MRCS Part A - Sep 2019 Exam

Audit is an essential part of clinical practice. You have ju

st completed one audit looking at the availability of oestrogen receptor status at the first post-operative multidisciplinary team meeting (MDT) and intend on changing practice and closing the loop.

Which one of the following statements is true regarding clinical audit?

It is a way of assessing the superiority of a new treatment which has been recommended by NICE It is an optional part of the appraisal process It is only valid as part of your appraisal folder evidence if you have completed the audit and closed the loop It is part of the process of clinical governance The availability of international guidelines as a benchmark is an essential starting point of an audit

Explanation

It is part of the process of clinical governance This is correct. Clinical governance involves seven pillars, one of which is clinical audit:

1. Service user, carer and public involvement. 2. Risk management. 3. Clinical audit. 4. Staffing and staff management. 5. Education and training. 6. Clinical effectiveness. 7. Clinical information.

It is a way of assessing the superiority of a new treatment which has been recommended by NICE This is not correct because an audit aims to study established practices, rather than new treatments.
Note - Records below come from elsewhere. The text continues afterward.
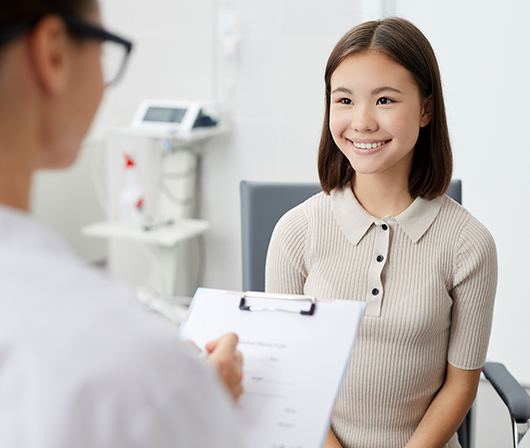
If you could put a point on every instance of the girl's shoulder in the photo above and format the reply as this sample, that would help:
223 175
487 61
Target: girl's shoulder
465 228
297 219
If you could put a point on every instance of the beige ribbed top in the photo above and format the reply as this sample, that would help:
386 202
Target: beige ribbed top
428 277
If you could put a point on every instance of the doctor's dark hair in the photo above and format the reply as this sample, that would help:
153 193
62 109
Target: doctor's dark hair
432 163
14 13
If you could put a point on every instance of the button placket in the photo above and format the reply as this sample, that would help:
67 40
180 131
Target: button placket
379 255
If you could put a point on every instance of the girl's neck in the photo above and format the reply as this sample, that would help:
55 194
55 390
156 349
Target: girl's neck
16 169
382 195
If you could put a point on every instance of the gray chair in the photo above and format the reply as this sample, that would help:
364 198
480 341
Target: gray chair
264 203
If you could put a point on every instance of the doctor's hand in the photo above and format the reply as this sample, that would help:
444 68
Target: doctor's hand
228 361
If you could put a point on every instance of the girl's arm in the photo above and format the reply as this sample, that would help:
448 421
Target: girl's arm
447 410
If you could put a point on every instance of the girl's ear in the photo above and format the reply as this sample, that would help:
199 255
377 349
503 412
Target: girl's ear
48 45
426 111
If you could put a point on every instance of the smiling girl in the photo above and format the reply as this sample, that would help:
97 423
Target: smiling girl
384 232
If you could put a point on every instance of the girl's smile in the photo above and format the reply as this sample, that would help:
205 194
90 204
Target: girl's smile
367 147
376 113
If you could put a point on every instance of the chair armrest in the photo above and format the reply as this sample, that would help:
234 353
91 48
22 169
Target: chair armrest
510 391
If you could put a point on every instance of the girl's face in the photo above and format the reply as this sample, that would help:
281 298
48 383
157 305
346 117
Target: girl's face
376 112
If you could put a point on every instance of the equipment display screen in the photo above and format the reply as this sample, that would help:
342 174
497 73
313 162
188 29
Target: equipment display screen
165 114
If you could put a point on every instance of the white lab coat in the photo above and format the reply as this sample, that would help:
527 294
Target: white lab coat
82 365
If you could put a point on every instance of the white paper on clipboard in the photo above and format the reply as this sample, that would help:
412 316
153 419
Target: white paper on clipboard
293 363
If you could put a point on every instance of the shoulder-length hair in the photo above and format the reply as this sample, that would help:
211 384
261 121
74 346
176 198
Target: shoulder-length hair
432 163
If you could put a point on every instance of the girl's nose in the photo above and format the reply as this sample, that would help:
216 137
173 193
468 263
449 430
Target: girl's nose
363 120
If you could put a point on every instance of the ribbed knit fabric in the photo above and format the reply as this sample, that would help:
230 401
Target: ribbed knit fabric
428 276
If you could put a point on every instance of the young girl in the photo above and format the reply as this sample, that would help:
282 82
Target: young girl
81 365
383 231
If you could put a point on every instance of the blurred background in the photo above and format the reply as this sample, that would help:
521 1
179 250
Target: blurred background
264 62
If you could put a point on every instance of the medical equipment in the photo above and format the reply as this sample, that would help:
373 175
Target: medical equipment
177 118
164 251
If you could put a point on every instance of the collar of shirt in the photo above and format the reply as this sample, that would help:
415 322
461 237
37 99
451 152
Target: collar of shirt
355 221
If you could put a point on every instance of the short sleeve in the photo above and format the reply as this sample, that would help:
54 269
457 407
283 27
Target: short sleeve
473 294
285 270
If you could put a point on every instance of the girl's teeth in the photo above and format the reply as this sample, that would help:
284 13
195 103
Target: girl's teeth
368 145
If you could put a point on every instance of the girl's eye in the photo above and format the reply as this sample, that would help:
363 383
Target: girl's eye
384 101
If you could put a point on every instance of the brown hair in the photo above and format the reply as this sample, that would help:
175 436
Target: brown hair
432 163
14 13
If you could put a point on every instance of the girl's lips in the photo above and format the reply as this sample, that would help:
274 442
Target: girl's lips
368 148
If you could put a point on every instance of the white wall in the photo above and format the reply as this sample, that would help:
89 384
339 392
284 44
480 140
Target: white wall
277 104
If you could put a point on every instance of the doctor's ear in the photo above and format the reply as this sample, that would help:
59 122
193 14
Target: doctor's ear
426 111
49 49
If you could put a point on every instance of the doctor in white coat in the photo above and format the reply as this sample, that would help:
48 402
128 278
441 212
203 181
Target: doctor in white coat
80 364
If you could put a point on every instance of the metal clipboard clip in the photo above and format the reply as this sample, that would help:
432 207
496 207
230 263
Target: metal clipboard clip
261 295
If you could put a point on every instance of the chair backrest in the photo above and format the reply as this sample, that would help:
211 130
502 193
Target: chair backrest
262 205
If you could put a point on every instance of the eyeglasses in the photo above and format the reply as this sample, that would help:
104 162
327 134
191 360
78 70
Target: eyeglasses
115 50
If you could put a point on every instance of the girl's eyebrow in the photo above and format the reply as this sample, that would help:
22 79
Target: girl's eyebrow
374 92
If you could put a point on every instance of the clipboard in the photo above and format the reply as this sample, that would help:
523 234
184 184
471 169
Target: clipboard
296 350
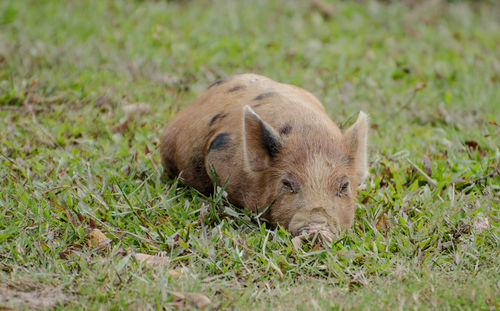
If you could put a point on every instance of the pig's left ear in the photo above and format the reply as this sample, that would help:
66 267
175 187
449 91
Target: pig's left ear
356 139
260 141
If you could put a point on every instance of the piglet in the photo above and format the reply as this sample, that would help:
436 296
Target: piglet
276 148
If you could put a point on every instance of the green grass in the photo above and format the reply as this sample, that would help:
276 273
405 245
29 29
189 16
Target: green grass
428 76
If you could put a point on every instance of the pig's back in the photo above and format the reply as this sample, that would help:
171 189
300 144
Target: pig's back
219 109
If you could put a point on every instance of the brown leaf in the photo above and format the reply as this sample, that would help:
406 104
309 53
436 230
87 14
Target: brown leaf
174 273
98 239
197 299
473 145
297 242
481 224
427 165
137 109
382 222
325 9
120 127
151 260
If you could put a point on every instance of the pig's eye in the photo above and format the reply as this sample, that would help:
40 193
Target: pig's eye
344 188
289 186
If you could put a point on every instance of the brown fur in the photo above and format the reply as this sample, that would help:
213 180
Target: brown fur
274 144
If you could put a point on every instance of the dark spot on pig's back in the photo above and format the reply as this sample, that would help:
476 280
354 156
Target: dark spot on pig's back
218 82
217 117
236 88
197 163
221 141
263 95
285 129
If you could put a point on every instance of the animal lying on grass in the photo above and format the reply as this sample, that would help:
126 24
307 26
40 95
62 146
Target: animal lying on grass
277 149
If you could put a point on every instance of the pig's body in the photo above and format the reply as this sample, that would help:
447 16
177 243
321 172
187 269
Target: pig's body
281 151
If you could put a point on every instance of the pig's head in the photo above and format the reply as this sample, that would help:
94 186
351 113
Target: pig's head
310 170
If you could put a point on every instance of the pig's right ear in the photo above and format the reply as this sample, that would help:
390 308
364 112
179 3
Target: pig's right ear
357 138
260 141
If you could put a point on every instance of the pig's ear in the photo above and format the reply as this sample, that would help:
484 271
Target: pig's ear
260 141
357 138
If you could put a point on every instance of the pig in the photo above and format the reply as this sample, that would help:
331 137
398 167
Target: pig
275 148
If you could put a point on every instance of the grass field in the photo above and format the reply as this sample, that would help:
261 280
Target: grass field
77 153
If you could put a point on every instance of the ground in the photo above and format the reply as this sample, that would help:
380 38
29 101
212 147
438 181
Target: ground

To assess superiority research would be required, rather than clinical audit. It differs from research as it does not attempt to look at new treatments but rather looks at established processes.

It is an optional part of the appraisal process Clinical audit is a mandatory part of the appraisal process as it forms one of the seven pillars of clinical governance.


It is only valid as part of your appraisal folder evidence if you have completed the audit and closed the loop Engagement with clinical audit is necessary for your appraisal folder, but it is not a requirement to have completed the audit and closed the loop. However, closing the loop on an audit does provide more usual evidence for change of clinical practice and therefore should be aimed for.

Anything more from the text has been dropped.